Last week I mentioned the wisteria growing on the wall of my house in England.  On Mother’s Day I saw a friend who told me she had got a plant of wisteria growing here at home in Guyana. A long way from its native China and Japan. Growing, but not yet flowering. We gardeners are great optimists.
I suspect that she might have more success in the cooler highlands of Guyana like Region Eight, rather than on the coastal strip. This might also apply to my small holly tree which is growing very slowly and I think will never bear berries. A few weeks ago I started sowing seed of the Passion flower which is found growing all over Guyana.  It’s a fine plant for scrambling over a fence or trellis and produces edible fruit as well as the most delightful flowers with biblical connotations.
I think that rather than smoke tobacco I much prefer to plant its ornamental cousins.

When you think about it, there is nothing sillier than sticking a handful of leaves into your mouth and setting fire to them.  Almost as silly in my view is the habit of filling one’s nostrils with tobacco dust in order to sneeze, or mixing ground-up tobacco leaves with molasses and chewing them. 

Although cigarettes, snuff, and chewing tobacco were delights long known to the native peoples of South America the main culprit for the introduction of tobacco to Europe was Sir Walter Raleigh, aided and abetted by Queen Elizabeth 1.

Nicotiana tabacum belongs to the large natural order of plants called the Solanaceae, but the good news is that it also contains other plants which are important from an economic point of view. Those economically important include the potato (Solanum tuberosum), the tomato (Lycopersicum esculentum), sweet and hot peppers (Capsicum annuum and C. frutescens) and the egg plant or boulanger (Solanum melongena).

Important ornamental plants include Brugmansia (Angel’s Trumpets), Datura, Cestrum, Brunfelsia, Petunia, Solandra, Schizanthus, Streptosolen, and the Salpiglossis many of which you already know and all of which are worth a place in anyone’s garden. The popularity of the ornamental members of the Solanaceae is due in no small part to the fact that they have the most alluring scents in the late evening and during the night, especially the ornamental tobacco of the nicotiana varieties and shrubs like Lady of the Night (Cestrum nocturnum). 

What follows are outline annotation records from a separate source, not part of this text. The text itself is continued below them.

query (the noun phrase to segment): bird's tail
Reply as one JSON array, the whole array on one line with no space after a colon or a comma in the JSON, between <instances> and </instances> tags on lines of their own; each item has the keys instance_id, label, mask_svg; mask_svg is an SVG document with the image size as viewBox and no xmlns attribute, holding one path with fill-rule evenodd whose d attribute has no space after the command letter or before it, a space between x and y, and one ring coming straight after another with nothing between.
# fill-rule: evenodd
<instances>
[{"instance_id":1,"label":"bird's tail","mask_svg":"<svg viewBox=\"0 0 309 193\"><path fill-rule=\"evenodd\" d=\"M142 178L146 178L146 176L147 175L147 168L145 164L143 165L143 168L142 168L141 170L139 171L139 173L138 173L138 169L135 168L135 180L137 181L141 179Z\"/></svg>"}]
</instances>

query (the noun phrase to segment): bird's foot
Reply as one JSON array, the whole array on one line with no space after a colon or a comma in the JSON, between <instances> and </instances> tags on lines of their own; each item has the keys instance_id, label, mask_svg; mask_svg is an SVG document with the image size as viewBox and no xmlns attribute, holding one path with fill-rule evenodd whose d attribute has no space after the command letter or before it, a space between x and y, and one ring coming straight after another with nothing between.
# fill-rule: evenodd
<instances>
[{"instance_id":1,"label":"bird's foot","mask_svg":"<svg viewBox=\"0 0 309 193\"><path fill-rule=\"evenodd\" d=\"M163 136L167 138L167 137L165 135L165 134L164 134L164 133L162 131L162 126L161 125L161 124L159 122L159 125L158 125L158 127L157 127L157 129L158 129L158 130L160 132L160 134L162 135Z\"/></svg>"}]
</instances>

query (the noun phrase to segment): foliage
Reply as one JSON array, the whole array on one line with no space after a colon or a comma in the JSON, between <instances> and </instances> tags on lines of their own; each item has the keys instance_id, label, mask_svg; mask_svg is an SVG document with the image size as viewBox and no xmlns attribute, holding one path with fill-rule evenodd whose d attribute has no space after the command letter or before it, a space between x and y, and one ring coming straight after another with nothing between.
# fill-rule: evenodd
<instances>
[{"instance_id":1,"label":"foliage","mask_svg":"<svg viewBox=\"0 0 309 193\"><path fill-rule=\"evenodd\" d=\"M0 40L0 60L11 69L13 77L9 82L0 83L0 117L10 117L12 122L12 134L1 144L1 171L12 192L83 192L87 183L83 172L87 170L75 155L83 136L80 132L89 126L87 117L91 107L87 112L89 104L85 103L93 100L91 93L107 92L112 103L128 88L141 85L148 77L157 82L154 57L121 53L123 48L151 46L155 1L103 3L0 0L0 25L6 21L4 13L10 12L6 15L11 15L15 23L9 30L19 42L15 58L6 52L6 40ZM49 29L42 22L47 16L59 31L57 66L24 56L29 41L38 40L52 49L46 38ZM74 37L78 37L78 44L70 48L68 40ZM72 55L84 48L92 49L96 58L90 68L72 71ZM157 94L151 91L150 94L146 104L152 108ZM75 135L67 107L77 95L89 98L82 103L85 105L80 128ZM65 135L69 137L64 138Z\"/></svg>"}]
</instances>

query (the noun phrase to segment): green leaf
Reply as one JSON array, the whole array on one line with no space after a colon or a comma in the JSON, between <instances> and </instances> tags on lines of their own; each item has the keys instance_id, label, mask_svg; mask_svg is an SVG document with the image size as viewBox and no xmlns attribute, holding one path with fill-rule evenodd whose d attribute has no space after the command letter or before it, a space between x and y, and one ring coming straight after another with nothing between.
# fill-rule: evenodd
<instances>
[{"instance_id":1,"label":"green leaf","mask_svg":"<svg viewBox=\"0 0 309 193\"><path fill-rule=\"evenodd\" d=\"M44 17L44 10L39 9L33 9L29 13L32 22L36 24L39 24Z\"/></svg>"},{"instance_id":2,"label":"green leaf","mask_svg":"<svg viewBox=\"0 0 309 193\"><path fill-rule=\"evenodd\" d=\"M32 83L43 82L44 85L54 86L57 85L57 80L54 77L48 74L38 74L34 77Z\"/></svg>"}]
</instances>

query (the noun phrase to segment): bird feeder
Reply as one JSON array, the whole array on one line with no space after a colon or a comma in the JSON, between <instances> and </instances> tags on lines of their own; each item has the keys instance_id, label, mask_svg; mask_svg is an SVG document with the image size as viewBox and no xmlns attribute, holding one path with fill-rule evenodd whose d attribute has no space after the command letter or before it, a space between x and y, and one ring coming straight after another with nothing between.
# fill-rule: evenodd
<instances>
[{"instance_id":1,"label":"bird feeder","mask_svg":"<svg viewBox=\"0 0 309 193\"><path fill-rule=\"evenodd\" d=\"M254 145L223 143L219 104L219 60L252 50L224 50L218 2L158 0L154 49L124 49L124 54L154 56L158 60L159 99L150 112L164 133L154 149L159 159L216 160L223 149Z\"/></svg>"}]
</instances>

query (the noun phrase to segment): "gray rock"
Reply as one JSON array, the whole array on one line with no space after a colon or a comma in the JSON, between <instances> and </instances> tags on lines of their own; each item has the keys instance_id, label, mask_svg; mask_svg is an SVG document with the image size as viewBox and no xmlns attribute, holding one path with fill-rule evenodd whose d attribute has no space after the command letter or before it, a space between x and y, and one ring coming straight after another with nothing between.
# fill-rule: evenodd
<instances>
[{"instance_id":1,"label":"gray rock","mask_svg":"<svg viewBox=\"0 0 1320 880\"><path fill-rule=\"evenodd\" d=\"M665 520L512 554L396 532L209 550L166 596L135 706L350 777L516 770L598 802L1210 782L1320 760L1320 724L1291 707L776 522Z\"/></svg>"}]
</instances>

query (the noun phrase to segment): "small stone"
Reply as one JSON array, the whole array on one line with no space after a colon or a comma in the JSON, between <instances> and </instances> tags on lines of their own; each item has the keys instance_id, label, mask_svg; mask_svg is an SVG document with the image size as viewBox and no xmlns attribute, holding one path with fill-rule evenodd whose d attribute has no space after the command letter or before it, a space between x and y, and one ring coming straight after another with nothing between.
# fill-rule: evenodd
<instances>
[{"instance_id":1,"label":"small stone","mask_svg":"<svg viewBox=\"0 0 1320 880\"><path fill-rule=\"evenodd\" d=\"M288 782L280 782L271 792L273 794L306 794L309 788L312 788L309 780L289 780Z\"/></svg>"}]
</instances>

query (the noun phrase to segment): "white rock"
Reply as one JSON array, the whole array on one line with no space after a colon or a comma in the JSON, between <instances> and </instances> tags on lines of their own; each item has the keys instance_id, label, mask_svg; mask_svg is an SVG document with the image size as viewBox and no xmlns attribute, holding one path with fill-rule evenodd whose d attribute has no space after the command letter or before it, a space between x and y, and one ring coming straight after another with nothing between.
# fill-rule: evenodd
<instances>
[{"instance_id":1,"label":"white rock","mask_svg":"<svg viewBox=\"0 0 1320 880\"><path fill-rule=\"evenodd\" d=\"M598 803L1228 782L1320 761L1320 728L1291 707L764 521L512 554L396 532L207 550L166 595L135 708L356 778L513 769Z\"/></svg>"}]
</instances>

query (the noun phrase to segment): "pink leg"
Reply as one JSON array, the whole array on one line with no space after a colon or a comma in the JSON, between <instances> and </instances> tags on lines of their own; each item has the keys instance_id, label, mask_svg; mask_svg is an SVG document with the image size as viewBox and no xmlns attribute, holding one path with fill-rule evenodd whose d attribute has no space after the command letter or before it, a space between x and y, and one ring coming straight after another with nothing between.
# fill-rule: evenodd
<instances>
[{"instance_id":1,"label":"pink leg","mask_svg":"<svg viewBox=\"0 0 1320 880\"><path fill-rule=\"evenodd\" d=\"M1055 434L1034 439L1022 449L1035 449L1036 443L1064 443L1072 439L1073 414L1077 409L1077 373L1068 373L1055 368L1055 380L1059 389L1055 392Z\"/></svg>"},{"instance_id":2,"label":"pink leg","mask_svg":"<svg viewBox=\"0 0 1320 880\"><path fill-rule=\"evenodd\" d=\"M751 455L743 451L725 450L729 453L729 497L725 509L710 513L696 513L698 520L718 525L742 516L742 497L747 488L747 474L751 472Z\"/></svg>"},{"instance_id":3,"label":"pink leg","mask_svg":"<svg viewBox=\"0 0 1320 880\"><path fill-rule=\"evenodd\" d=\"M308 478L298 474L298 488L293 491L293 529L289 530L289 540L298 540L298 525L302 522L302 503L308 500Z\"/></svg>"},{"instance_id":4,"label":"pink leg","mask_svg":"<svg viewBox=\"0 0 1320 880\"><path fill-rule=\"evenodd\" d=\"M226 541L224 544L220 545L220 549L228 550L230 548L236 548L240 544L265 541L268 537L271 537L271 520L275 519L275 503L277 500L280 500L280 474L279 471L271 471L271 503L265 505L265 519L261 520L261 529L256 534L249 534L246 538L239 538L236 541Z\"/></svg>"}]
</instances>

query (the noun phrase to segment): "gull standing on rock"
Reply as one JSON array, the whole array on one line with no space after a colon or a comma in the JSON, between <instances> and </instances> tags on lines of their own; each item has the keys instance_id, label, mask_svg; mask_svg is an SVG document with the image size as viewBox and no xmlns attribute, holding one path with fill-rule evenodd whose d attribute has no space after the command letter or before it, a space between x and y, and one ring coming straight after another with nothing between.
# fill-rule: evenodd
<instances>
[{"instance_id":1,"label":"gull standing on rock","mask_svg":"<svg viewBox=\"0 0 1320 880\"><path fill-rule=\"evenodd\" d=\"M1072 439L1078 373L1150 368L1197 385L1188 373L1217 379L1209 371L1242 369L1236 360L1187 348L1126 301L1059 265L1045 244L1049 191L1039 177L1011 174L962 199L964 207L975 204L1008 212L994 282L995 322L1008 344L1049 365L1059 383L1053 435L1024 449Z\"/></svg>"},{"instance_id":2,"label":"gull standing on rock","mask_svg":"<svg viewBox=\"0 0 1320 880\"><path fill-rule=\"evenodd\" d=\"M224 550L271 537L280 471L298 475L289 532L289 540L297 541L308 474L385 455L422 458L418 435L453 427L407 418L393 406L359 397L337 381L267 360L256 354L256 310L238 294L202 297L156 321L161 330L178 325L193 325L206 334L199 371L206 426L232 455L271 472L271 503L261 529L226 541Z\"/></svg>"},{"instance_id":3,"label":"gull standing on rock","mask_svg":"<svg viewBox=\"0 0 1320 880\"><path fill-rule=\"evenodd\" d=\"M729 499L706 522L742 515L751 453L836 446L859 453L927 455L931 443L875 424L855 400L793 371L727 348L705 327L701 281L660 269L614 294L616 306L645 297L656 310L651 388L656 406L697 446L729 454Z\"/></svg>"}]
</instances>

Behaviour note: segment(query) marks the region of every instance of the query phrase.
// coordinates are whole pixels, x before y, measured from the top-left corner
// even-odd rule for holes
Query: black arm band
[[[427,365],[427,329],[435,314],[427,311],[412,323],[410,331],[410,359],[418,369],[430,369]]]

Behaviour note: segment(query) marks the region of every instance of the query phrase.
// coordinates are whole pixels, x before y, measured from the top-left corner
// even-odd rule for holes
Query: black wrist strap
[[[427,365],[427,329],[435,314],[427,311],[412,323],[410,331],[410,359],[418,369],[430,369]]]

Some of the members of the Solanaceae yield medicinal alkaloids as well as the highly addictive tobacco. The pre-war and post-war gardeners also relied on the tobacco plant for the most powerful insecticides then known to man. Liquid nicotine was once used to impregnate specially shredded paper which used to be placed in heaps throughout glasshouse ranges in Europe and North America.  These heaps were then set on fire and the fumes killed every living thing. It was a highly dangerous operation and it is still a far more dangerous chemical operation than today’s organo-phosphorous insecticides such as Malathion, which has itself been superseded for the moment by a range of less toxic insecticides based on the pyrethrum plant. Evolution being what it is, I have little doubt that these new chemicals will prove to be ineffective in controlling pests and diseases which will develop resistance to them.  I expect that scientists will have to try and change the genetic make-up of plants or of the pests and diseases which cause so much trouble.  Meanwhile I do hope that they will start with the malaria carrying mosquito.

For those of us with small gardens I believe that the best control will always be by using the thumb and fingers to kill small infestations and the secateurs to remove badly infected material.
Don’t worry too much about all these problems, and may your God go with you.